BERLIN (Reuters) - Automotive supplier Bosch has agreed to pay a 90 million euros ($100.21 million) fine for lapses in supervisory duties which enabled carmakers to engage in emissions cheating, German prosecutors in the city of Stuttgart said on Friday.
The auto industry’s diesel emissions cheating scandal, where carmakers used engine management control software to throttle back real-world pollution levels during tests, was made possible with the help of Bosch technology, prosecutors said.
Privately-held Bosch, the world’s biggest automotive supplier, delivered around 17 million technical devices equipped with engine management software, prosecutors said in a statement.

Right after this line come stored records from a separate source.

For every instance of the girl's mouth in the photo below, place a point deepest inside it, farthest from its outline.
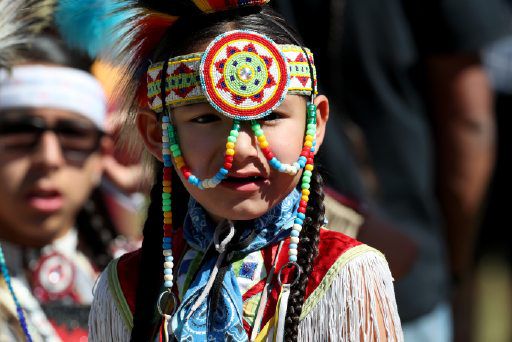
(249, 183)
(45, 201)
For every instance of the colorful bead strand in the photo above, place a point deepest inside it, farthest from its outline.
(19, 310)
(308, 154)
(274, 162)
(175, 150)
(166, 206)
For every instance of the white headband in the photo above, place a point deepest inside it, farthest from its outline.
(53, 87)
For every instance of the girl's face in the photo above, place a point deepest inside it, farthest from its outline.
(252, 186)
(49, 163)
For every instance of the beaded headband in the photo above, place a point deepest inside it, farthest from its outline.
(242, 74)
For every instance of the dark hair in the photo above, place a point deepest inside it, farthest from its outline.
(183, 37)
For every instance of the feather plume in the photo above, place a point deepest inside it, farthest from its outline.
(97, 27)
(12, 33)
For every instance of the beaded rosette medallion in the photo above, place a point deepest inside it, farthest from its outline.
(245, 76)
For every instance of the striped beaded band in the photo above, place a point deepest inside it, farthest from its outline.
(184, 75)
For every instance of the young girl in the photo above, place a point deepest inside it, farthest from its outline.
(54, 232)
(234, 122)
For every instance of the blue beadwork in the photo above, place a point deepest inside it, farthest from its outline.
(247, 270)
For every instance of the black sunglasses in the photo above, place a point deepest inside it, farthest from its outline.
(21, 135)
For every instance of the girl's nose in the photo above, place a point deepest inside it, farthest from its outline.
(246, 143)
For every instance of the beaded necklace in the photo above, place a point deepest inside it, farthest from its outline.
(19, 310)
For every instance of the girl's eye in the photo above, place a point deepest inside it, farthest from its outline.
(206, 118)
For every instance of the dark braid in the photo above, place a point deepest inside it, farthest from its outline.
(95, 230)
(307, 252)
(150, 274)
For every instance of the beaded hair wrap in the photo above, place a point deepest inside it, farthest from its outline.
(245, 76)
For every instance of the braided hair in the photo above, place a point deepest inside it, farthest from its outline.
(307, 252)
(181, 38)
(95, 230)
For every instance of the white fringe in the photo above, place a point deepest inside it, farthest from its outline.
(364, 287)
(105, 320)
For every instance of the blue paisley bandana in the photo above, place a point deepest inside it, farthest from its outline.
(225, 324)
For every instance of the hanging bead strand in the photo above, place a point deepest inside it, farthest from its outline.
(308, 152)
(166, 205)
(181, 165)
(274, 162)
(19, 310)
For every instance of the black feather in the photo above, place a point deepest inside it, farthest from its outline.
(172, 7)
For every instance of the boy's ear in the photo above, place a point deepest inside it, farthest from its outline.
(150, 130)
(322, 115)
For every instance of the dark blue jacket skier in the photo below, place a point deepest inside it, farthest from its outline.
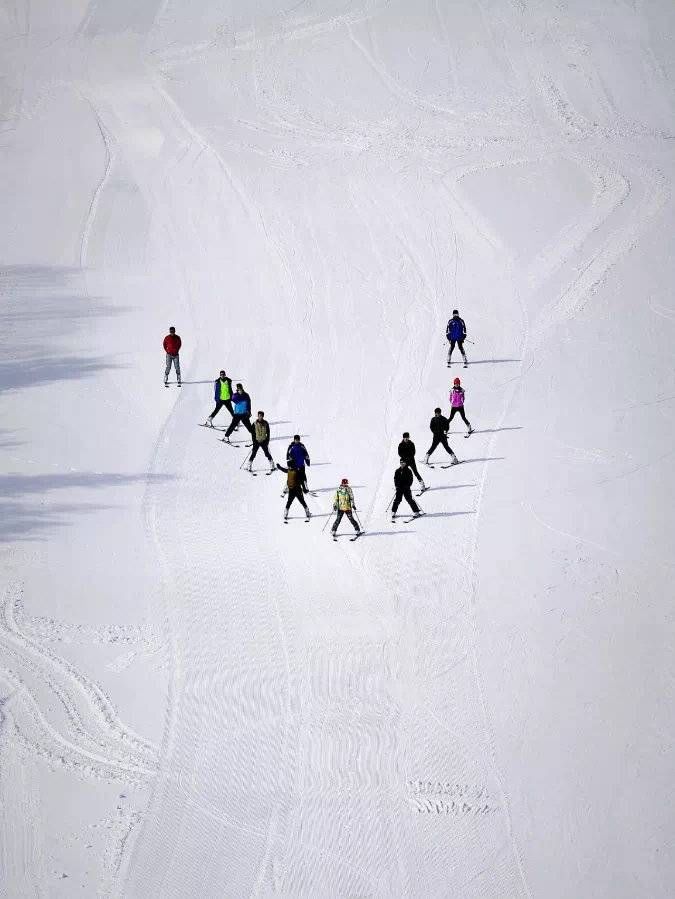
(298, 452)
(456, 329)
(456, 334)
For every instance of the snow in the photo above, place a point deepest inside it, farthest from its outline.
(199, 700)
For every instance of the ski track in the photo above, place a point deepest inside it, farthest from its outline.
(96, 731)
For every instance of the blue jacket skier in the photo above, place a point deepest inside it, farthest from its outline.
(297, 453)
(456, 334)
(241, 402)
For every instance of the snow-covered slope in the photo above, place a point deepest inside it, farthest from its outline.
(198, 700)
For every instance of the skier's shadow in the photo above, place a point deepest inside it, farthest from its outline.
(445, 514)
(332, 489)
(449, 487)
(488, 361)
(286, 436)
(496, 430)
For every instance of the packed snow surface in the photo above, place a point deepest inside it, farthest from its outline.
(197, 700)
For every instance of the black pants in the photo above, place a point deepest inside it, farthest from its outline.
(219, 406)
(412, 465)
(338, 519)
(236, 419)
(295, 493)
(264, 445)
(440, 440)
(404, 493)
(460, 411)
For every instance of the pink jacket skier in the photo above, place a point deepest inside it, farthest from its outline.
(457, 404)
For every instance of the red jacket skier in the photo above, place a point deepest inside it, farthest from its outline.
(172, 345)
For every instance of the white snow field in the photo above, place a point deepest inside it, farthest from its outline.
(200, 701)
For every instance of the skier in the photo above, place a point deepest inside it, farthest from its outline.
(406, 451)
(297, 452)
(457, 404)
(344, 504)
(403, 483)
(439, 426)
(222, 394)
(294, 484)
(242, 412)
(456, 334)
(261, 440)
(172, 345)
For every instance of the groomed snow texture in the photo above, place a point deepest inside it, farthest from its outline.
(197, 700)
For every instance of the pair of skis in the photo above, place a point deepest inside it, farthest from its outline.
(407, 520)
(356, 536)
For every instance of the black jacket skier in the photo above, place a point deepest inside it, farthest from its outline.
(297, 453)
(403, 483)
(439, 426)
(406, 451)
(261, 440)
(456, 334)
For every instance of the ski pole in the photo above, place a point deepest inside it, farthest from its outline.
(326, 523)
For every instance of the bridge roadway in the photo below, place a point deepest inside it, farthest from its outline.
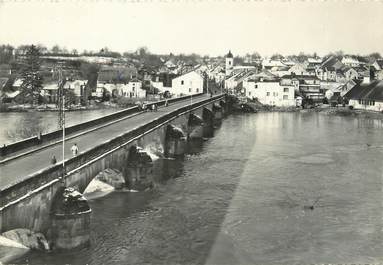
(20, 168)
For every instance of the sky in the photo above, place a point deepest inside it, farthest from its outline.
(206, 27)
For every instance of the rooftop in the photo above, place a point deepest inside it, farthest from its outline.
(369, 91)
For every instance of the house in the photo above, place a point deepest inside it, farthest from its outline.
(49, 91)
(229, 63)
(111, 74)
(233, 81)
(368, 96)
(314, 62)
(330, 69)
(270, 91)
(269, 63)
(78, 87)
(309, 86)
(133, 89)
(187, 84)
(350, 61)
(378, 64)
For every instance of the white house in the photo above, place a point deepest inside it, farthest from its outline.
(270, 92)
(350, 61)
(187, 84)
(77, 86)
(366, 96)
(133, 89)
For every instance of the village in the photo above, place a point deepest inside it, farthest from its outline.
(108, 78)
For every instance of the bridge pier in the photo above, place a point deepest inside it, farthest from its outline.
(217, 112)
(70, 220)
(139, 170)
(224, 106)
(195, 127)
(208, 122)
(175, 141)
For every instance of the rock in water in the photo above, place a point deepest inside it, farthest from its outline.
(28, 238)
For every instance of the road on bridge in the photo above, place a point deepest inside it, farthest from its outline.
(20, 168)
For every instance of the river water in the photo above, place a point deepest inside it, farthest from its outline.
(20, 125)
(244, 197)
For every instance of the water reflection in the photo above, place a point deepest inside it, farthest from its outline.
(245, 198)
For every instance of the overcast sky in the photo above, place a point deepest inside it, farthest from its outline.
(205, 27)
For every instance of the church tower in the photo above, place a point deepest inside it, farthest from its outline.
(229, 63)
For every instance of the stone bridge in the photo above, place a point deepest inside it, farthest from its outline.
(50, 200)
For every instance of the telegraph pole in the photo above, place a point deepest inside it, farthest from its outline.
(61, 121)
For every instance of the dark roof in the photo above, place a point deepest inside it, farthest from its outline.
(370, 91)
(3, 81)
(380, 62)
(312, 77)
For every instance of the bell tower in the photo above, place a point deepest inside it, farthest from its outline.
(229, 63)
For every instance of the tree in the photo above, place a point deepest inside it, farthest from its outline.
(6, 54)
(302, 57)
(56, 49)
(375, 55)
(70, 97)
(32, 79)
(276, 56)
(89, 71)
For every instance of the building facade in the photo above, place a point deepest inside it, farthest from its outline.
(187, 84)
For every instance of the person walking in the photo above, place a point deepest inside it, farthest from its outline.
(74, 149)
(53, 160)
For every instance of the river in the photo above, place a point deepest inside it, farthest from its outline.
(245, 197)
(19, 125)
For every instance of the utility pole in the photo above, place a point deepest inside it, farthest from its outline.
(61, 121)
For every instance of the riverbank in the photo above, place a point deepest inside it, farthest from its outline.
(52, 107)
(325, 109)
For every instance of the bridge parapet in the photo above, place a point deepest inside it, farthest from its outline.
(55, 173)
(35, 140)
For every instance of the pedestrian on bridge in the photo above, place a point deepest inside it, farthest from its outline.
(74, 149)
(53, 160)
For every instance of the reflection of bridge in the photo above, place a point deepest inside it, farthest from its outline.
(32, 190)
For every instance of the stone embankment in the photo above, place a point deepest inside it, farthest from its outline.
(17, 242)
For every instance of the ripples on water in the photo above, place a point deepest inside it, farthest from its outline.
(243, 199)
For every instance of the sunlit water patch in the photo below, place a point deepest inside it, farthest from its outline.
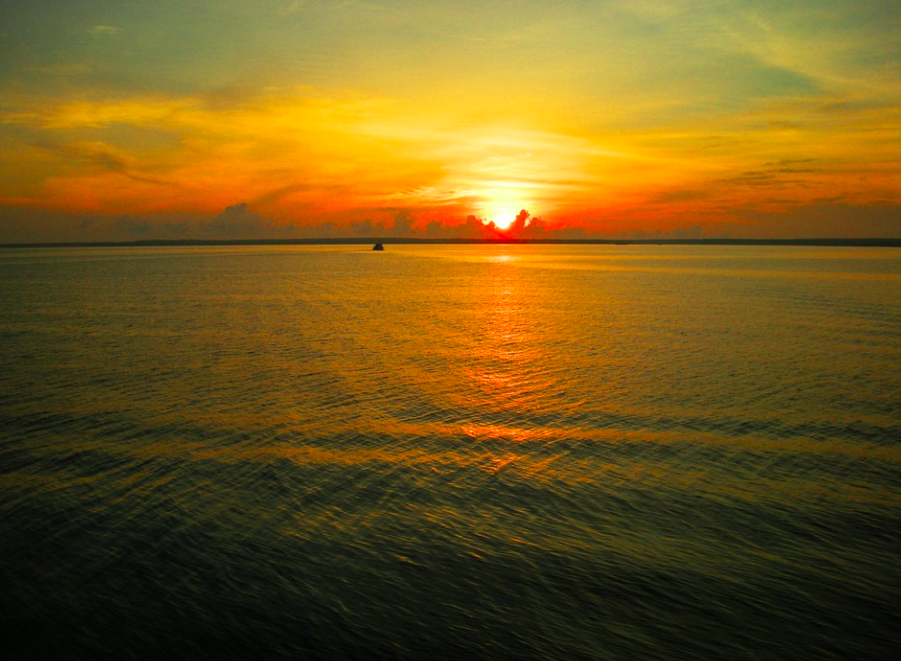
(456, 451)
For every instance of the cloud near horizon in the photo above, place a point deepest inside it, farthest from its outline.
(616, 119)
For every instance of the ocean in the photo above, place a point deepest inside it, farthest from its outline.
(450, 452)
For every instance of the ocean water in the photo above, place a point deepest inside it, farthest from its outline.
(460, 452)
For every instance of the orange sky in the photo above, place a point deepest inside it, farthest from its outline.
(615, 119)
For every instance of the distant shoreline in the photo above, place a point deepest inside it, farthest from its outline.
(851, 243)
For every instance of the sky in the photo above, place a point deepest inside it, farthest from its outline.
(124, 120)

Bosch has accepted the fine and will not appeal the decision, they added.
Prosecutors imposed a 2 million euros fine for a “regulatory offense” and a further 88 million euros to penalize “economic benefits,” Bosch said in a statement on Thursday.

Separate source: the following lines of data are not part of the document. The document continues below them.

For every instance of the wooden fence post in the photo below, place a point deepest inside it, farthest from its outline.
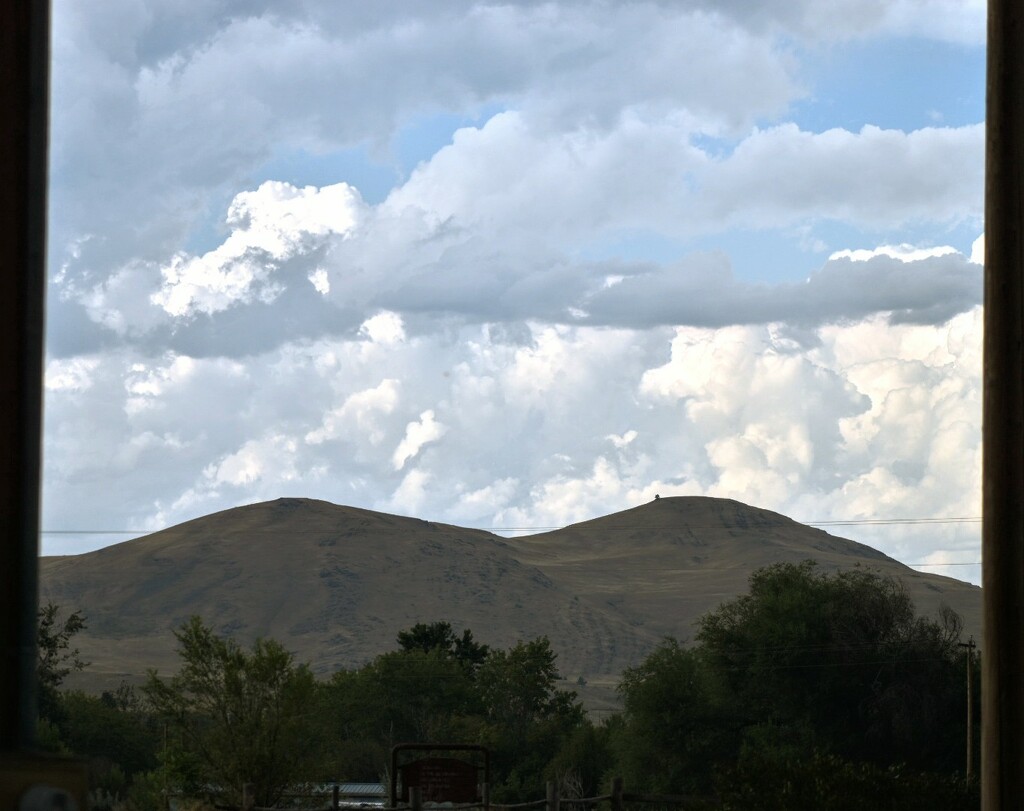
(248, 797)
(552, 798)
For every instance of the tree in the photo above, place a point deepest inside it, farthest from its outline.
(56, 658)
(678, 722)
(399, 696)
(439, 636)
(526, 716)
(238, 717)
(841, 660)
(807, 667)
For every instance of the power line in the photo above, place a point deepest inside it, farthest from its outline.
(620, 527)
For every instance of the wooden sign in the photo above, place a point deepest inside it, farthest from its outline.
(440, 780)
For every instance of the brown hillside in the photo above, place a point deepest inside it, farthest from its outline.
(336, 584)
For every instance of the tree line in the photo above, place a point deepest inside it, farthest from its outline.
(813, 689)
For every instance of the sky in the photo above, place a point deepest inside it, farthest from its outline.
(517, 265)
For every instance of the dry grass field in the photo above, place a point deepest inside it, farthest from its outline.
(336, 584)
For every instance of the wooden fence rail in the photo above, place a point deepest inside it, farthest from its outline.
(617, 800)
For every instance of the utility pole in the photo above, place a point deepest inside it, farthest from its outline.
(1003, 421)
(970, 645)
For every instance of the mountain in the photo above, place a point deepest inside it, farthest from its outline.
(336, 584)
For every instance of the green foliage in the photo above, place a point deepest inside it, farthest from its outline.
(399, 696)
(807, 671)
(772, 783)
(526, 716)
(119, 742)
(440, 637)
(236, 717)
(56, 658)
(584, 761)
(680, 721)
(440, 687)
(845, 655)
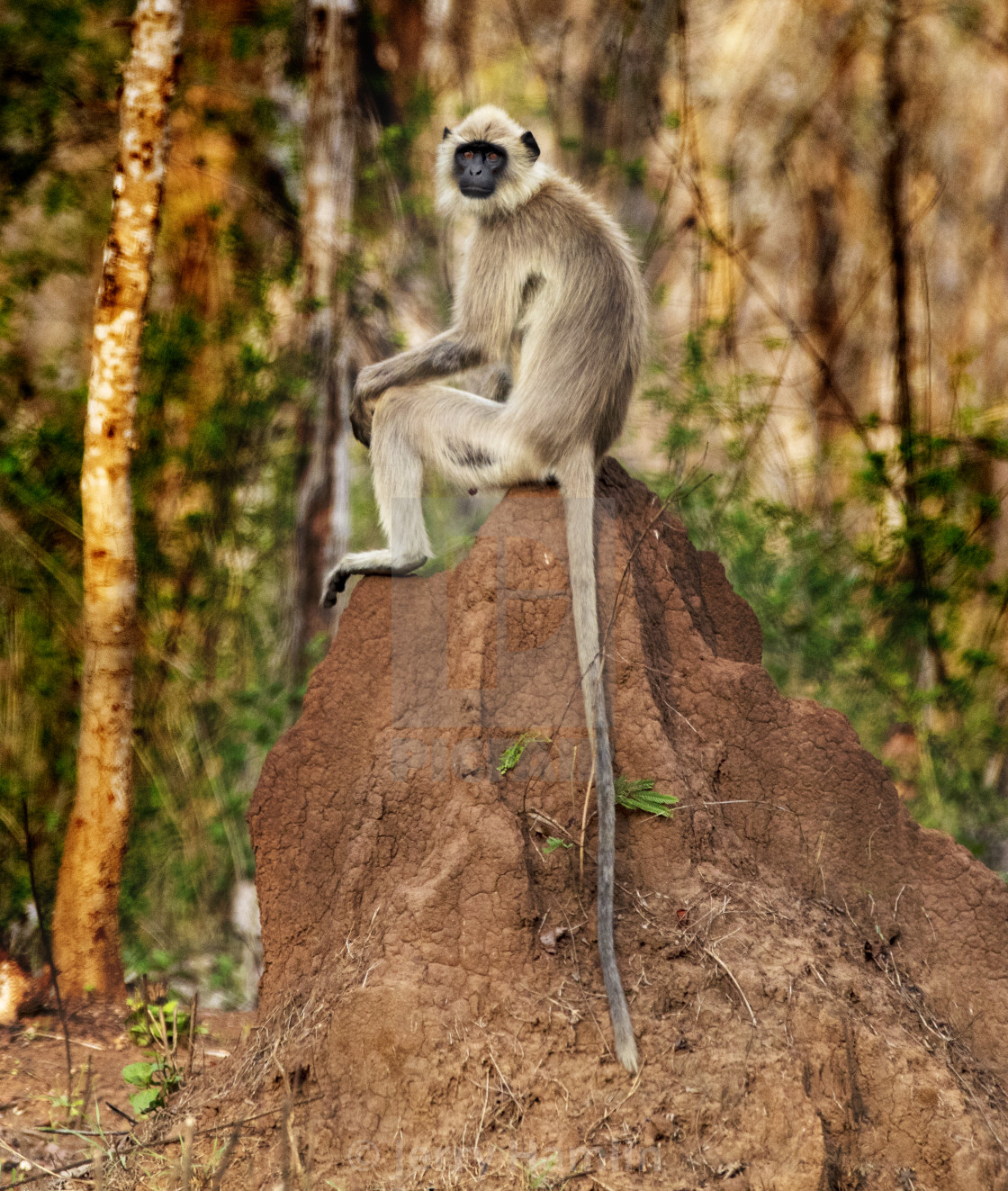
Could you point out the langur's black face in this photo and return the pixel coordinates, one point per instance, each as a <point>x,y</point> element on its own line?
<point>477,167</point>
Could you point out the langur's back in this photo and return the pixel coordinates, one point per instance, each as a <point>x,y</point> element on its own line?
<point>583,328</point>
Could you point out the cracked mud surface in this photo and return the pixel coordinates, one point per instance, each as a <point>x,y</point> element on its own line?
<point>818,984</point>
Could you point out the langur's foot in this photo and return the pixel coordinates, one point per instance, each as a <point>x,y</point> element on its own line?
<point>376,563</point>
<point>333,585</point>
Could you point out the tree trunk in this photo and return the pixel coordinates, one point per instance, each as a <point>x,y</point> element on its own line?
<point>329,174</point>
<point>86,918</point>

Bosch said, “With the issue of the notice of fine, the investigations conducted by the Public Prosecutor’s Office of Stuttgart against Bosch as a supplier of engine control units for diesel engines has been completed.”

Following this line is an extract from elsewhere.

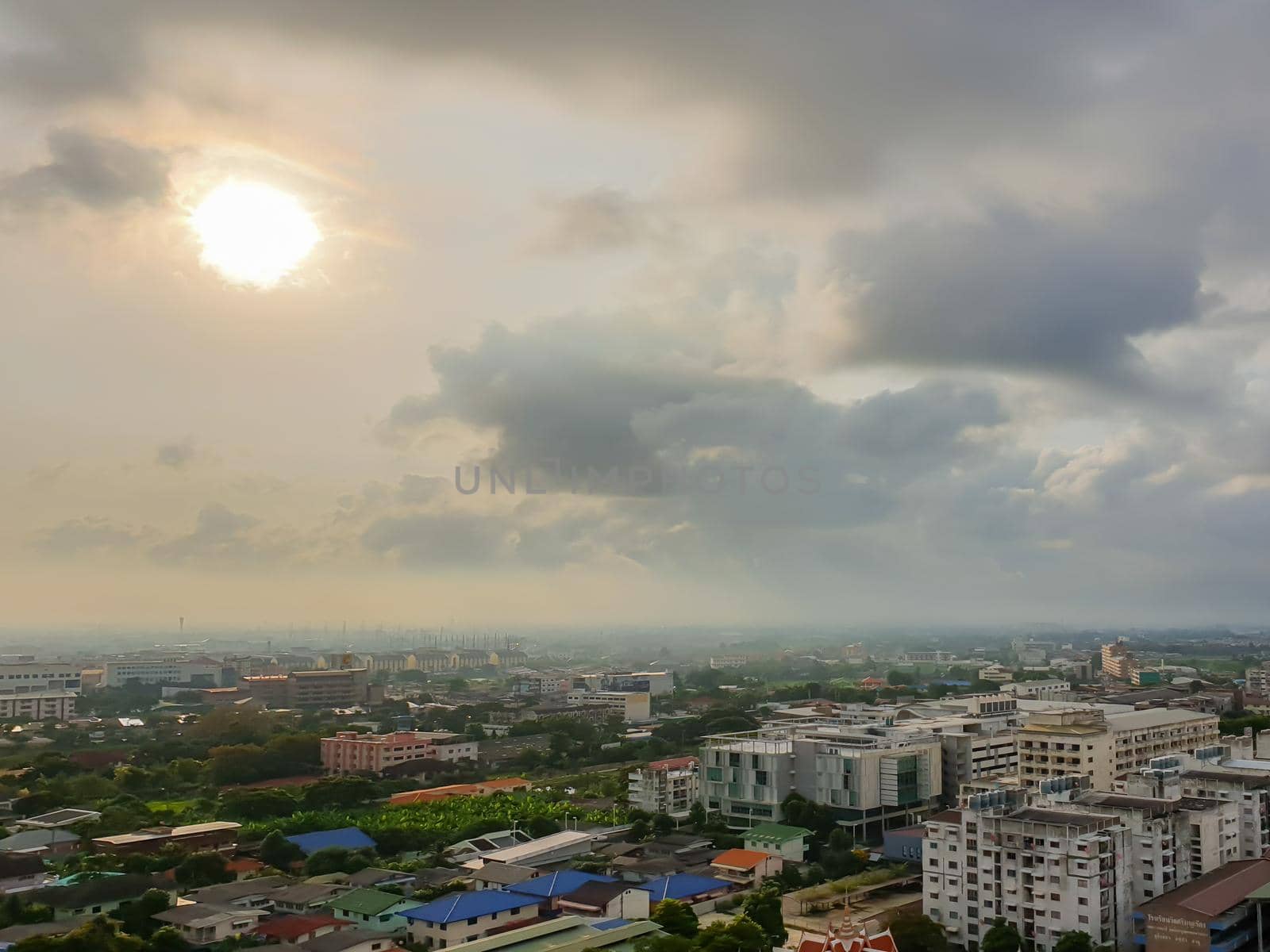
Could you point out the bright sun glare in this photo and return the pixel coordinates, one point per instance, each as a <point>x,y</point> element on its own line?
<point>253,234</point>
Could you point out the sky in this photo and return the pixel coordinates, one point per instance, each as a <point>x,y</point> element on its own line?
<point>808,313</point>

Volkswagen used Bosch software elements to help the carmaker mask illegal pollution in diesel-engined vehicles. Engine management software was used to measure the steering wheel angle to gauge whether the car was on a test bench.
Volkswagen has borne the brunt of penalties and fines for emissions cheating since carmakers, rather than suppliers are responsible for certifying that cars meet clean air rules.